Last spring, the Biden White House was delayed in submitting its initial budget preview, in part due to some “impactful intransigence from the outgoing political appointees” during the transition, said White House Press Secretary Jen Psaki during a briefing in April. “We had some cooperation from the career staff, but we didn’t have all of the information that we needed.” The preview was released on April 9 and the full budget on May 28. 

Treating OMB as a “service provider” like the FBI, Office of Government Ethics, and National Archives and Records Administration for the transition “would help incoming teams develop their agendas and prepare for governing,” the report said. 

Another recommendation is for Congress to consider reducing the number of transition services that are contingent upon GSA’s ascertainment, such as information sharing. The Partnership and Boston Consulting Group acknowledged it would create a complex dynamic because agencies have to balance sensitive information and ensure the president-elect is ready to govern; however, this would mitigate any effects if there is ever a delay in ascertainment again. 

“Most officials in the Trump administration cooperated with the Biden transition team,” said the report. “However, leaders in a few prominent agencies were not accommodating.
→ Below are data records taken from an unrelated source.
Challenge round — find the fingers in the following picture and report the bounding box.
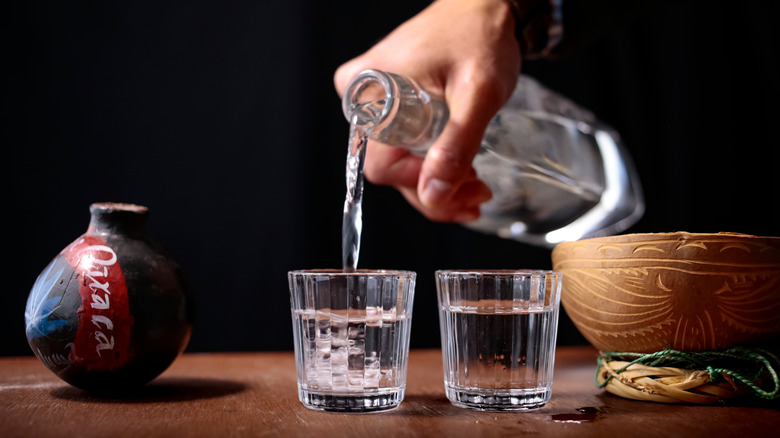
[397,178,490,223]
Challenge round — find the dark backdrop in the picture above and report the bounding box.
[0,0,780,355]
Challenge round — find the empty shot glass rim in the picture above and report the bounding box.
[436,269,563,278]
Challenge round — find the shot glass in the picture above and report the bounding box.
[436,270,561,411]
[288,270,416,412]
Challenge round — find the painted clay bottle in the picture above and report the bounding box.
[25,203,192,394]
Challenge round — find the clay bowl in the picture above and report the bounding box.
[552,232,780,353]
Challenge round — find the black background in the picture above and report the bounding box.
[0,0,780,355]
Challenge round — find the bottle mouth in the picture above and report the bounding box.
[341,70,397,126]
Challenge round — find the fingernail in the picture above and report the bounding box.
[420,179,453,205]
[455,211,479,223]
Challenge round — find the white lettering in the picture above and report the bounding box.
[90,294,111,310]
[95,332,114,356]
[92,315,114,330]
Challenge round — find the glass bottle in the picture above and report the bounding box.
[342,70,644,247]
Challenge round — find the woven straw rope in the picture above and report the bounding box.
[597,359,741,404]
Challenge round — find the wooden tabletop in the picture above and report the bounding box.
[0,347,780,438]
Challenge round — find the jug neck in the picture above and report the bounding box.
[342,70,449,155]
[87,202,148,237]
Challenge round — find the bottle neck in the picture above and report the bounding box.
[87,202,148,237]
[342,70,449,155]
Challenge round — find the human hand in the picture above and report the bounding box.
[334,0,521,222]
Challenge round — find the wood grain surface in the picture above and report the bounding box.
[0,347,780,438]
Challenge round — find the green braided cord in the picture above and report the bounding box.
[593,347,780,400]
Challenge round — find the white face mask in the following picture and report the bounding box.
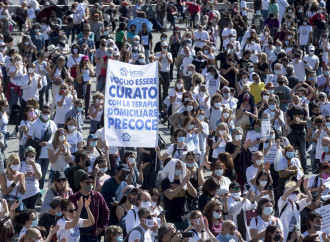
[10,165,20,171]
[68,125,76,131]
[223,113,229,118]
[235,134,243,141]
[176,83,183,90]
[259,181,268,187]
[231,192,242,199]
[58,135,65,142]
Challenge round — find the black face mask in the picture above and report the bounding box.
[85,159,92,167]
[119,173,127,181]
[274,235,281,241]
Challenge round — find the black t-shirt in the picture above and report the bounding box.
[221,61,236,88]
[161,178,187,223]
[38,213,56,233]
[287,107,307,133]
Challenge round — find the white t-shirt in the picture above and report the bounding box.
[20,161,41,199]
[194,30,210,48]
[250,216,283,241]
[57,218,84,242]
[47,144,70,171]
[28,118,57,159]
[245,130,260,152]
[66,130,83,153]
[245,165,259,187]
[298,25,313,45]
[128,225,153,242]
[21,73,42,101]
[54,94,73,124]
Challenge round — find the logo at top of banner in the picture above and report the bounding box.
[120,67,144,77]
[121,133,131,141]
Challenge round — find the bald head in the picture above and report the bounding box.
[24,228,42,242]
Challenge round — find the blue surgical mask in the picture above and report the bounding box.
[174,170,182,176]
[178,136,185,143]
[285,151,294,159]
[89,141,97,147]
[100,168,108,173]
[214,169,223,176]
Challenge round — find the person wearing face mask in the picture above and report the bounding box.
[124,191,155,234]
[20,146,42,209]
[64,116,83,159]
[47,128,72,181]
[161,159,197,230]
[217,220,244,242]
[317,64,330,96]
[226,182,257,240]
[286,95,308,171]
[128,208,158,242]
[68,173,110,242]
[265,225,283,242]
[13,209,38,239]
[57,196,97,241]
[298,18,313,54]
[26,105,57,189]
[278,178,313,241]
[38,196,63,233]
[250,197,283,241]
[0,154,26,210]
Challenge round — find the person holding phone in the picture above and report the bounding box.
[278,178,313,241]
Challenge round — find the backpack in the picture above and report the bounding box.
[118,209,136,237]
[8,104,21,124]
[123,227,144,242]
[278,202,300,218]
[64,165,82,193]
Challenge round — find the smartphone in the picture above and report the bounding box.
[181,232,194,238]
[157,210,166,218]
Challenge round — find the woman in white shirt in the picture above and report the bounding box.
[64,117,84,160]
[250,197,283,241]
[278,178,313,241]
[57,196,95,242]
[8,54,26,110]
[169,78,185,113]
[88,92,104,134]
[20,146,42,209]
[212,122,231,162]
[187,210,215,242]
[47,128,72,182]
[54,83,76,128]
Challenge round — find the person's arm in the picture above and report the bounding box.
[65,196,86,229]
[82,196,95,228]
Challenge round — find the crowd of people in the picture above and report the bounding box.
[0,0,330,242]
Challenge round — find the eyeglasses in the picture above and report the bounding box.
[65,208,77,213]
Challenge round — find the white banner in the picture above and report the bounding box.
[104,60,158,147]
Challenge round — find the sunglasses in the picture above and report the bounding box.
[56,178,66,183]
[66,208,77,213]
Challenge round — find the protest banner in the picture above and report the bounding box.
[315,205,330,233]
[104,60,159,147]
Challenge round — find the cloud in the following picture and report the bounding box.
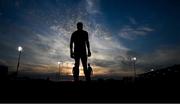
[86,0,100,14]
[129,17,137,25]
[119,25,154,40]
[126,47,180,71]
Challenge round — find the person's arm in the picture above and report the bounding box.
[86,33,91,57]
[70,34,74,58]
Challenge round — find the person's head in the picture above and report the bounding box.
[77,22,83,30]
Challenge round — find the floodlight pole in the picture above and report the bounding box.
[16,51,21,77]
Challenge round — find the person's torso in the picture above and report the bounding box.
[73,30,88,54]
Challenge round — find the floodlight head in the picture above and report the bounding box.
[151,69,154,71]
[18,46,23,52]
[132,57,137,61]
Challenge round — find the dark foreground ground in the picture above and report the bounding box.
[0,80,180,103]
[0,65,180,103]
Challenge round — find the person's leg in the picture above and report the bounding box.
[81,56,89,81]
[73,57,80,81]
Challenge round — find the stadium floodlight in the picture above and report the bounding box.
[131,57,137,78]
[18,46,23,52]
[151,69,154,71]
[58,61,61,80]
[16,46,23,77]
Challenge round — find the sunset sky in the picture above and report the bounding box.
[0,0,180,78]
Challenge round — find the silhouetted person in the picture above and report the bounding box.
[87,63,93,81]
[70,22,91,81]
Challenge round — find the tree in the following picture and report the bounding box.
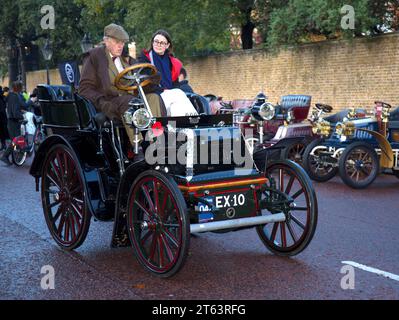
[125,0,233,56]
[0,0,83,82]
[268,0,397,47]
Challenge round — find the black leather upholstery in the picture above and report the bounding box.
[37,84,74,102]
[186,93,211,115]
[280,94,312,109]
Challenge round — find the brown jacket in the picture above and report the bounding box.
[78,46,137,118]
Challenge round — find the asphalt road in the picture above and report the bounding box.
[0,159,399,300]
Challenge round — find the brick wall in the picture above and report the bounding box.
[184,33,399,109]
[4,33,399,110]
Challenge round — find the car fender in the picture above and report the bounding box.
[111,160,150,247]
[356,129,394,168]
[29,134,75,180]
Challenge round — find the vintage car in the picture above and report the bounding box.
[211,93,332,164]
[303,101,399,189]
[30,64,318,277]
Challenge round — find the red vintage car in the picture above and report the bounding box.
[208,93,324,163]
The Biden team claimed they were unable to get valuable information related to intelligence and the budget.”

One last recommendation, which the Partnership has advocated for some time, is reducing the number of positions that require Senate confirmation. While Biden was not unique in facing challenges in getting his confirmations through the Senate, he submitted more nominees than his recent predecessors did, the report noted. “This is the single change that will most dramatically improve the ability of new presidents to put their teams in place as quickly as possible,” the report said. 

Additional complications last year were that after the runoff elections, the Senate didn’t come to a power sharing agreement until February 3 and the Senate was also dealing with COVID-19 relief negotiations and Trump’s second impeachment trial. 

As a result of the pandemic, much of the transition planning and follow-through was conducted virtually and the report said that helped with work efficiency and recruiting a more diverse staff. This could be an option for transitions going forward, but future transition teams need to be aware of “cybersecurity requirements and administrative challenges,” said the report. 

Valerie Smith Boyd, director of the Center for Presidential Transition, told Government Executive on Thursday in her first media interview in the role that, “the Biden team employed a lot of best practices that we’ve developed over time and had creative thinking about how to address some of the new challenges [last] year; there was some good work in the Trump White House that has been under reported” as a result of Trump’s challenges to the election result; and “the strength of the federal workforce made this as successful as it was.” 

In the next year, the Partnership is going to be working on “process reforms,” as mentioned in the report, she said. 

Thursday is the one-year anniversary of Biden’s inauguration and, thus, the end of the transition.